Grocery | is betting on a forced price freeze

Grocery | is betting on a forced price freeze
Grocery | France is betting on a forced price freeze

For any Quebecer who lands in , the price of a baguette is derisory. In the supermarket, you can get away with it for 0.50 euro ($0.73). Including small high-end bakeries, you have to pay an average of 0.93 euros in France, or the equivalent of $1.36.


Posted at 1:24 a.m.
Updated at 6:30 a.m.

But take comfort, lovers of good food, food inflation is hitting the French more than you. The wand is not representative of reality.

In August, the price of their grocery cart jumped 11.1%. It was less brutal than in March (+16%) or April (+15%), but the decline in consumer purchasing power there remains very worrying.

French households spend 14% of their disposable income on food. In Canada, it’s 10%, according to data released in August by Picodi⁠1.

It is in this context that France took the bull by the horns to “break the spiral of prices definitively”. Its Minister of the Economy Bruno Le Maire met last week with the major grocery chains and their suppliers to find a solution. The 75 largest manufacturers in France then agreed to freeze or lower the price of 5,000 products, which represents around a quarter of the supply of a large supermarket.

The companies will draw up a list of 5,000 products this fall and the competent authorities will ensure compliance with the agreement, we promise.

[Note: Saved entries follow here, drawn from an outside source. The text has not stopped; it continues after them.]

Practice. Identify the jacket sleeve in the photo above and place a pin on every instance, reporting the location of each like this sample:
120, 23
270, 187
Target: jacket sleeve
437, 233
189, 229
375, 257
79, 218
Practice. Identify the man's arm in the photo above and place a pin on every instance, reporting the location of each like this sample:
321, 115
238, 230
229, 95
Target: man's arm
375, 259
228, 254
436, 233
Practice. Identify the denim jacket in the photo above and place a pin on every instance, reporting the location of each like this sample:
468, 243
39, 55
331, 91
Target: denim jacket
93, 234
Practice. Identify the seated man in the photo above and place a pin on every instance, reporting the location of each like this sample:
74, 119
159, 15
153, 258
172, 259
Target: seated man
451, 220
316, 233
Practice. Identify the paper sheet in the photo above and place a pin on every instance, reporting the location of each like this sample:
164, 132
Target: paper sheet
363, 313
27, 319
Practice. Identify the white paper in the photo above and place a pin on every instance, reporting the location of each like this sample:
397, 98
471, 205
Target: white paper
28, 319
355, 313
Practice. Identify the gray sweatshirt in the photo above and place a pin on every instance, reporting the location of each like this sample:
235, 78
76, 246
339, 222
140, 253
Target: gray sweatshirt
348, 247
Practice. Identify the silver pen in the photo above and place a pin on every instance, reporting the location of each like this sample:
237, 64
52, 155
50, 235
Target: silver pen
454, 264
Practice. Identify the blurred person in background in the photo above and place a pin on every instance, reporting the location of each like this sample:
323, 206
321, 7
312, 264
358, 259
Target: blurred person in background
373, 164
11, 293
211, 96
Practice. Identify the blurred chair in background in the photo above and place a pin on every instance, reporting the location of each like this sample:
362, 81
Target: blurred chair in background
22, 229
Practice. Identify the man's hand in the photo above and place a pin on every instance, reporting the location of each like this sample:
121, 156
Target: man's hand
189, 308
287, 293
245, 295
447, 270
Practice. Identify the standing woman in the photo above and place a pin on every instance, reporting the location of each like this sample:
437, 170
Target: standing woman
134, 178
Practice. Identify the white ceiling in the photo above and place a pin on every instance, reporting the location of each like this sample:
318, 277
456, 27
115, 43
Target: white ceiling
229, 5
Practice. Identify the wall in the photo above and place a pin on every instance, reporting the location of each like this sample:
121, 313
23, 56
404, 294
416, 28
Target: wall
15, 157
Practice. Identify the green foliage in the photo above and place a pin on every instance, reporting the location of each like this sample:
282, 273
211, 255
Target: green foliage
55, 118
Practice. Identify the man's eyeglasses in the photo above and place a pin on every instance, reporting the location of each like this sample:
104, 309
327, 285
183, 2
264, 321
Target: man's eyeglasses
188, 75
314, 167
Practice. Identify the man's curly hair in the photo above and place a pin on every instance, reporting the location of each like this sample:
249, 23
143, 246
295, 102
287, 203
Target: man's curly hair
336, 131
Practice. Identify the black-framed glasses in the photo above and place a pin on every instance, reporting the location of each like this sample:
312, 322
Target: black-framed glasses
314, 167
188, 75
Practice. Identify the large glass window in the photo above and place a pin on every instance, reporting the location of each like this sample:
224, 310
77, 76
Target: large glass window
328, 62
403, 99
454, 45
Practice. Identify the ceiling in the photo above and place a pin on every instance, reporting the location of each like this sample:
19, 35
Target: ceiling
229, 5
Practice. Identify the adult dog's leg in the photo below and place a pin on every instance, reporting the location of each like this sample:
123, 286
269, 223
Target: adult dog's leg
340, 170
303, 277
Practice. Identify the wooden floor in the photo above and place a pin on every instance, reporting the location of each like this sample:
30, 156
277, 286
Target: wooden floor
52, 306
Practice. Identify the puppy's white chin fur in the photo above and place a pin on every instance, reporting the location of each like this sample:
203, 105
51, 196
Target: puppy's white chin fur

In addition, supermarkets will “compulsorily and immediately” pass on to their customers all price reductions granted by suppliers, warned the minister. Delaying price changes on the shelves is a simple, but surprisingly effective strategy for improving a profit margin…

Quebec families who are struggling to feed themselves properly because the price of the basket has jumped 8.5% over the past year have every reason to be swooned by the position taken by the French Minister of the Economy. Announcing that we are going to bring the supermarkets and multinationals that stock their shelves into line pays off politically.

In Canada, elected officials have instead chosen to force the leaders of the major supermarket chains to come and explain to them, in Ottawa, what is causing the price increases. Unsurprisingly, this unentertaining play was not the source of great revelations. No one emerged flayed from his interrogation and no elected official saw his popularity explode after the exercise.

In France, Minister Bruno Le Maire was not afraid to alienate private companies, naming, on television, those who “could do a lot more” to reduce the cost of the grocery basket. He pointed to Unilever, Nestlé and PepsiCo, while praising the efforts of Barilla, which cut the price of its spaghetti in response to the bearish price of wheat. He is not wrong, the profits of multinationals have generally been maintained despite declines in sales volume, thanks to the increase in their prices.⁠2.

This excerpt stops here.